I would like to add that you can not love what you do not know. Our culture/society makes it possible for us to avoid contact with anything completely natural. Our yards and gardens and parks are all the result of careful curation and manipulation of nature, and simplified ecosystems. We can isolate ourselves very completely from the rest of Creation. (Except when there is a hurricane or tornado passing by!) And the virtual worlds we can create with our amazing technology is yet another step further away. Robin Kimmerer’s teaching experience showed her what intimate knowledge and experience in God’s Creation brings. As she and her students hiked back to their cars after a hands-on, in-the-dirt four day field trip spent in the Smoky Mountains in springtime, one of them began to sing Amazing Grace. Others took it up and added harmonies as they walked. Kimmerer heard in it an outpouring of love and gratitude. She had lead them into the forest and brought to their attention many secrets of Creation and they had received the gifts of Creation with open eyes and open hearts.
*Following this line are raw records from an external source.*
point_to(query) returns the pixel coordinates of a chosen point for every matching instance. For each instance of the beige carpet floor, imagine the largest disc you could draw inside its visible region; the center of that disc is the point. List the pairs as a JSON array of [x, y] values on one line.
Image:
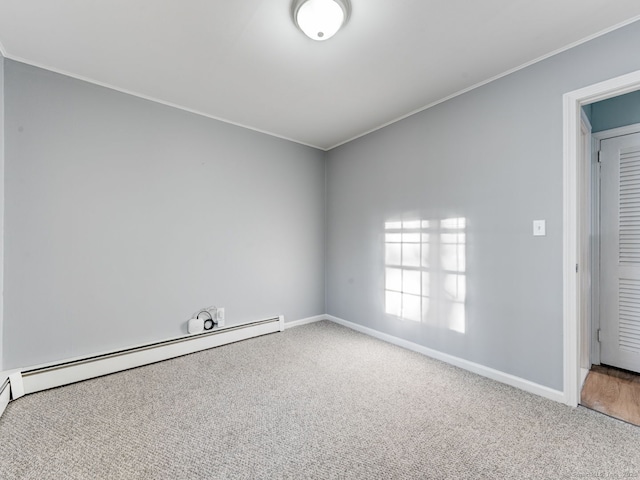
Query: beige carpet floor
[[318, 401]]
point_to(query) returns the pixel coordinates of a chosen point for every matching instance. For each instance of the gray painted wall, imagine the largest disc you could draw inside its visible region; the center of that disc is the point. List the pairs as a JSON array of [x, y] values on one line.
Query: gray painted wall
[[494, 157], [124, 216], [1, 205], [615, 112]]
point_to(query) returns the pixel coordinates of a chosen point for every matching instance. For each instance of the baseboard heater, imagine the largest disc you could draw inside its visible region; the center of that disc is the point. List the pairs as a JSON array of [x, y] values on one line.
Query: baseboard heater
[[63, 373]]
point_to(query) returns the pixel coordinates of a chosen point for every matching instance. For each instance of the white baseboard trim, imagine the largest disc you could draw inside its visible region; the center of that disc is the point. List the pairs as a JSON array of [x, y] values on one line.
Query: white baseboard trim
[[5, 391], [304, 321], [491, 373], [47, 376], [583, 376]]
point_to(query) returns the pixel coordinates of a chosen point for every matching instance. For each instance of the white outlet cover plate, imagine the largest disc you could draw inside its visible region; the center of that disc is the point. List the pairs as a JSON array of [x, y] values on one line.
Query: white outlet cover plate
[[539, 228]]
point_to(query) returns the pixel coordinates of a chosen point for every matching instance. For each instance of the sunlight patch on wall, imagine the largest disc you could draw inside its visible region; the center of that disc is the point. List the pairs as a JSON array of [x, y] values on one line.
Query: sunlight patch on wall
[[425, 265]]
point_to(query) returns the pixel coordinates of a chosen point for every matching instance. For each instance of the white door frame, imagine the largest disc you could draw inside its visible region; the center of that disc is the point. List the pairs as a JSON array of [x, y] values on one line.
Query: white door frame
[[573, 243]]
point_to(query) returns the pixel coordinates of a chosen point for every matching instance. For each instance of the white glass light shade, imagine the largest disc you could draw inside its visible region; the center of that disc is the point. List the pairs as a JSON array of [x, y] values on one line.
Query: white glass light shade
[[320, 19]]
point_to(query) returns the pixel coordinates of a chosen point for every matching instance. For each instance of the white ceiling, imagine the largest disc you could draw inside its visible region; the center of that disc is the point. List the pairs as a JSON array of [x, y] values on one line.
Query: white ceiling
[[246, 63]]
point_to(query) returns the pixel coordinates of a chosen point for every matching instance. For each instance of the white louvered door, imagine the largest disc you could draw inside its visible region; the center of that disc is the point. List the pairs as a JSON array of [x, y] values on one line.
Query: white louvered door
[[620, 252]]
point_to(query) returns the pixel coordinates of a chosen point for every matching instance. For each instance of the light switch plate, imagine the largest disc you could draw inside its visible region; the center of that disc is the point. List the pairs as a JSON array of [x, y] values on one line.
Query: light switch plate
[[539, 228]]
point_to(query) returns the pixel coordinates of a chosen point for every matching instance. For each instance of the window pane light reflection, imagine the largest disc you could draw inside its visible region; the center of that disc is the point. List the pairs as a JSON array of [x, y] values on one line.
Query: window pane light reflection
[[320, 19], [425, 271]]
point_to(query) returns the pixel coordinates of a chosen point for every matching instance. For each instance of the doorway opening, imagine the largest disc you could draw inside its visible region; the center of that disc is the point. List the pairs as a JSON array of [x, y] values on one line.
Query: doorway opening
[[577, 213]]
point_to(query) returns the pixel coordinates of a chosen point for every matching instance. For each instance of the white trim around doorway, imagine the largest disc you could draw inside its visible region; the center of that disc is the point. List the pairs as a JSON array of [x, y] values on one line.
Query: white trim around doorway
[[572, 210]]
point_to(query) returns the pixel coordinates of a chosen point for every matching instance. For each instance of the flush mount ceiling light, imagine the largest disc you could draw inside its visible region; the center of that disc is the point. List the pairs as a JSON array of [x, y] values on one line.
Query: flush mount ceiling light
[[321, 19]]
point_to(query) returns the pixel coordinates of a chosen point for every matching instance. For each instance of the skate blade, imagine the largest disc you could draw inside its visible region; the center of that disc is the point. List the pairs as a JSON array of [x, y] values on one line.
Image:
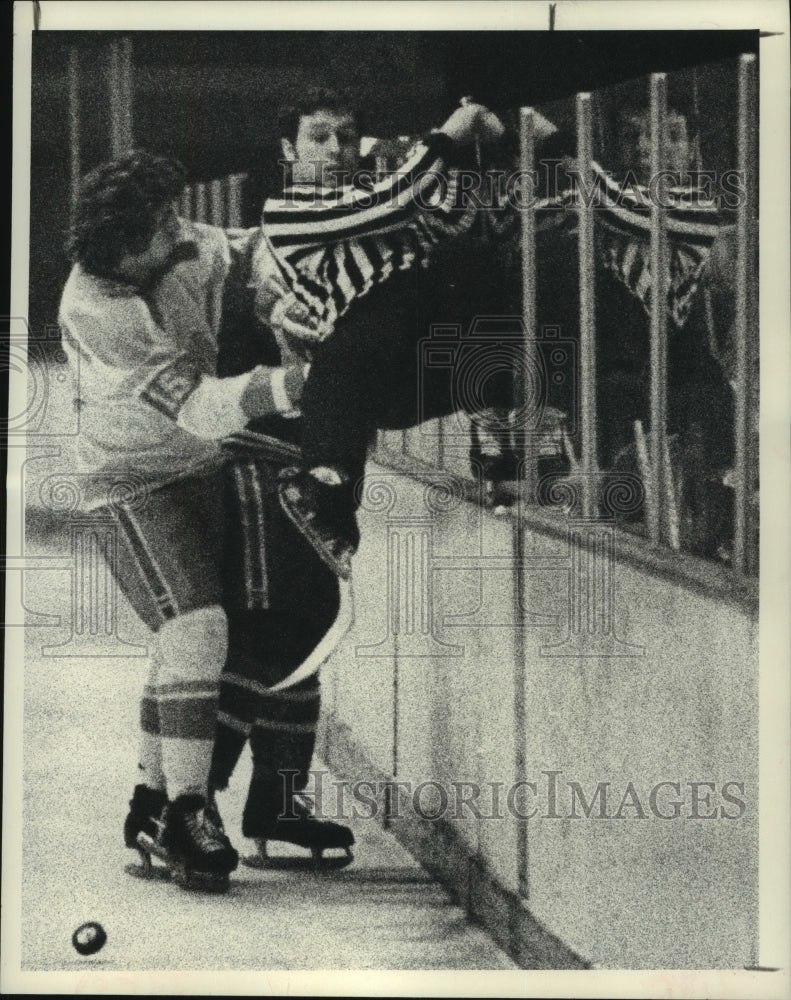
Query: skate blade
[[145, 869], [342, 567], [208, 882], [149, 873], [316, 862]]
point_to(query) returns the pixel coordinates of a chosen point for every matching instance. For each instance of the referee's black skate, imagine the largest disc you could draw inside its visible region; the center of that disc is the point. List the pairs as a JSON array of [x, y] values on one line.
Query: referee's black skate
[[302, 829], [145, 817], [324, 513], [194, 851]]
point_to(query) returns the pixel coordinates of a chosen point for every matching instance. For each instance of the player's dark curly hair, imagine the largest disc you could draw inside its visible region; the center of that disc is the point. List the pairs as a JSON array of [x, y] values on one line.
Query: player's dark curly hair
[[117, 208], [314, 99]]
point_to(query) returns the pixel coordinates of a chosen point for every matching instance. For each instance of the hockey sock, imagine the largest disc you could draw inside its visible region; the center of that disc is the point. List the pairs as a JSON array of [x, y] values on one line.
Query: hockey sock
[[193, 648], [149, 761]]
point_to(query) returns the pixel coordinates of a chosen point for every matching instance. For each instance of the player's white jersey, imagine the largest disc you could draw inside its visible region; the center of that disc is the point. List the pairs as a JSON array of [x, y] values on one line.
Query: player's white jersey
[[141, 354]]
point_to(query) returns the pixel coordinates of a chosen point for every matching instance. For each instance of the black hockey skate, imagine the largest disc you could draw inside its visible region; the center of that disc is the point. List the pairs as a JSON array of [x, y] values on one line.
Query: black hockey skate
[[145, 817], [302, 829], [195, 852], [325, 516]]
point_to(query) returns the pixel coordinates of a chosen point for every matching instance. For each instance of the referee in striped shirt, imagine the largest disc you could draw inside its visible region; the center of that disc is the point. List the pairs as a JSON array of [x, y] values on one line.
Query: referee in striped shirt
[[340, 278]]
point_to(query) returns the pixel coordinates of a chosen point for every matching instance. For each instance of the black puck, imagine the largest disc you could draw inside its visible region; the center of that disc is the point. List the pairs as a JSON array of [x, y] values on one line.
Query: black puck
[[89, 938]]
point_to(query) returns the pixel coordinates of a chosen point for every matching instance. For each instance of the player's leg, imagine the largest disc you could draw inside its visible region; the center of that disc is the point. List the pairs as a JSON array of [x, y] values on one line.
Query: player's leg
[[171, 544], [283, 608]]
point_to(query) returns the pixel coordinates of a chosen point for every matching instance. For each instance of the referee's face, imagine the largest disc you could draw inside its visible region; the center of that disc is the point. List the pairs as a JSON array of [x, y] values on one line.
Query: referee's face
[[325, 149]]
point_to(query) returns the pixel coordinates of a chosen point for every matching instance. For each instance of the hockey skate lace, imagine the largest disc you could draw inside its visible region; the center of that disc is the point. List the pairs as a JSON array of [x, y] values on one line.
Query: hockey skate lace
[[203, 832]]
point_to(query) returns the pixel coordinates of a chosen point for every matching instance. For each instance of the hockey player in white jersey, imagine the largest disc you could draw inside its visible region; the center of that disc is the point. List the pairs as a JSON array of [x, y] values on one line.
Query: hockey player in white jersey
[[139, 313]]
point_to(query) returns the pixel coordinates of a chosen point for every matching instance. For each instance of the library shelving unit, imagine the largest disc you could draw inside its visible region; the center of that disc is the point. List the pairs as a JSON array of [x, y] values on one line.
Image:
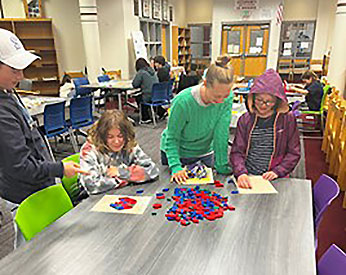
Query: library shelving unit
[[151, 30], [201, 46], [181, 43], [37, 37]]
Loving the earth changes one; it motivates one to protect and restore and celebrate. But when you feel the earth loves you in return, that feeling transforms the relationship from a one-way street into a sacred bond.
Let us pray:
Creating God, you made the earth that we might know you and enjoy your glory;
Heal your stricken Creation that groans for deliverance;
Teach us how to repair what we have broken;
And uphold those who unfairly bear the brunt of our damaged world
That we may one day sit down to a meal of joy.
This we pray through Jesus Christ. Amen.